# Black Calvus in 40 Gallon Breeder



## TCP (Jan 16, 2012)

Would a 40 gallon breeder be big enough to breed a trio of black calvus? That would be the only fish in the tank if that helps....


----------



## TCP (Jan 16, 2012)

OR - I have the option to do a 60 gallon 48x24x12 - same as the 40, just a little wider...


----------



## ViTxLz (Jan 28, 2014)

It will work I've asked the same question


----------



## TCP (Jan 16, 2012)

alright, I'll give it a shot... thanks! Any more feedback is always welcome!


----------



## ViTxLz (Jan 28, 2014)

Are you buying adults or juveniles?


----------



## TCP (Jan 16, 2012)

I was leaning towards getting 4 or 5 juvies then picking a trio as they grow...


----------



## ViTxLz (Jan 28, 2014)

They might pair bond for you and you probably would just need to remove the extras. Or leave them so the male isn't too hard on the female. I am planning in doing 1-40B with wild caught calvus, my 55 with F1 julidochromis and F1 Neolam. Leleupi Orange(if they are still available when my aquarium is cycled. Have you ever kept tanganyikan's before or have experience wi fry?


----------



## TCP (Jan 16, 2012)

ViTxLz said:


> They might pair bond for you and you probably would just need to remove the extras. Or leave them so the male isn't too hard on the female. I am planning in doing 1-40B with wild caught calvus, my 55 with F1 julidochromis and F1 Neolam. Leleupi Orange(if they are still available when my aquarium is cycled. Have you ever kept tanganyikan's before or have experience wi fry?


How many calvus are you planning on putting in yours? - Haha, thats kind of funny because I am also about to set up a 55 with some tropheus species!


----------



## ViTxLz (Jan 28, 2014)

As of right now I am going to get 1M:3F or I might get some to grow out to save some money but I want wilds. I want tropheus but not ready to put that investment in and lose them all and I have my eyes on some Victorians. And plus if I get tropheus I will have to redo the rockscape I just did today in my 55.


----------



## TCP (Jan 16, 2012)

That sounds like a good ratio... Wild caughts are always a plus! Sounds good man, thanks for all your help!


----------



## ViTxLz (Jan 28, 2014)

I might get another male or 2 just to make sure i dont have a dud.


----------



## TCP (Jan 16, 2012)

ViTxLz said:


> I might get another male or 2 just to make sure i dont have a dud.

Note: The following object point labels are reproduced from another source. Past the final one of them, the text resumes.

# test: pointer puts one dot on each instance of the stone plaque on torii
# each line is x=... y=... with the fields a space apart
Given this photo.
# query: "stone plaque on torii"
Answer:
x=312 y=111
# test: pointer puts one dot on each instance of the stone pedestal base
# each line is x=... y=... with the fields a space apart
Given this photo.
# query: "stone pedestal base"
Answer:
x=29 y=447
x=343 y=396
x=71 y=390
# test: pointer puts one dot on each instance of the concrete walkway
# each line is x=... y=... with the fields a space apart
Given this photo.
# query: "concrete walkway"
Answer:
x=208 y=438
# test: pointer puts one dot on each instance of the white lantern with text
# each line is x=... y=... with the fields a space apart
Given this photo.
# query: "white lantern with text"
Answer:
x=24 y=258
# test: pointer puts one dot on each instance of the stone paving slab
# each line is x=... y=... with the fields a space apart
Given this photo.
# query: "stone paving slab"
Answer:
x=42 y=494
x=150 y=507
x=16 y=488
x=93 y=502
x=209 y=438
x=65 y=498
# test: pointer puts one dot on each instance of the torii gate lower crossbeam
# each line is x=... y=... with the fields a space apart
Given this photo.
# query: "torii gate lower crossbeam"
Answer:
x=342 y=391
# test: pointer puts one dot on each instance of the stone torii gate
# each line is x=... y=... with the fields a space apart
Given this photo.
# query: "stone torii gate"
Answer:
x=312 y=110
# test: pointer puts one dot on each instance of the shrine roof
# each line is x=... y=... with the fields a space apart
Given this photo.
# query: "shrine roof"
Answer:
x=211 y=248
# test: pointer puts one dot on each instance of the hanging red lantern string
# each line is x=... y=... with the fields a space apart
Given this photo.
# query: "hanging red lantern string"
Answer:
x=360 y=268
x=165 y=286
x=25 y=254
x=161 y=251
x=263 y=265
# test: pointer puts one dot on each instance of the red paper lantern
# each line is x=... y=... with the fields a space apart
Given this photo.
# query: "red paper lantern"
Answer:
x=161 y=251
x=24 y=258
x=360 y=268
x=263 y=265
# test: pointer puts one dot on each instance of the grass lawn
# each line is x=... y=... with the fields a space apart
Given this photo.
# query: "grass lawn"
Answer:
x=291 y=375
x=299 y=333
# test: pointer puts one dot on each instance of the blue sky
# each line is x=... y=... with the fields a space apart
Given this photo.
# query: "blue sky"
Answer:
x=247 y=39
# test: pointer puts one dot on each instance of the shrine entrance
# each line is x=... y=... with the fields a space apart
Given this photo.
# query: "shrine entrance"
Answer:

Good idea, that way you will have a better chance


----------



## ViTxLz (Jan 28, 2014)

Yea i will just buy 3 pairs maybe with 1 or 2 extra females


----------



## Floridagirl (Jan 10, 2008)

ViTxLz said:


> Yea i will just buy 3 pairs maybe with 1 or 2 extra females


Go for it if you can get them. You may be able to keep them all with enough rock cover.


----------



## ViTxLz (Jan 28, 2014)

Floridagirl said:


> ViTxLz said:
> 
> 
> > Yea i will just buy 3 pairs maybe with 1 or 2 extra females
> ...


Would that be okay in 40 Breeder?


----------



## Floridagirl (Jan 10, 2008)

I had about 12 in a 55 gallon in the past., but the top was empty looking, IMO. You could try non jumbo Cyps and Altos, Or, Paracyps and Altos, if you wanted a little diversity, and 3 pairs. Get rid of the extra males if they don't play nice.


----------



## ViTxLz (Jan 28, 2014)

How did the non jumbo cyps do in a 55?


----------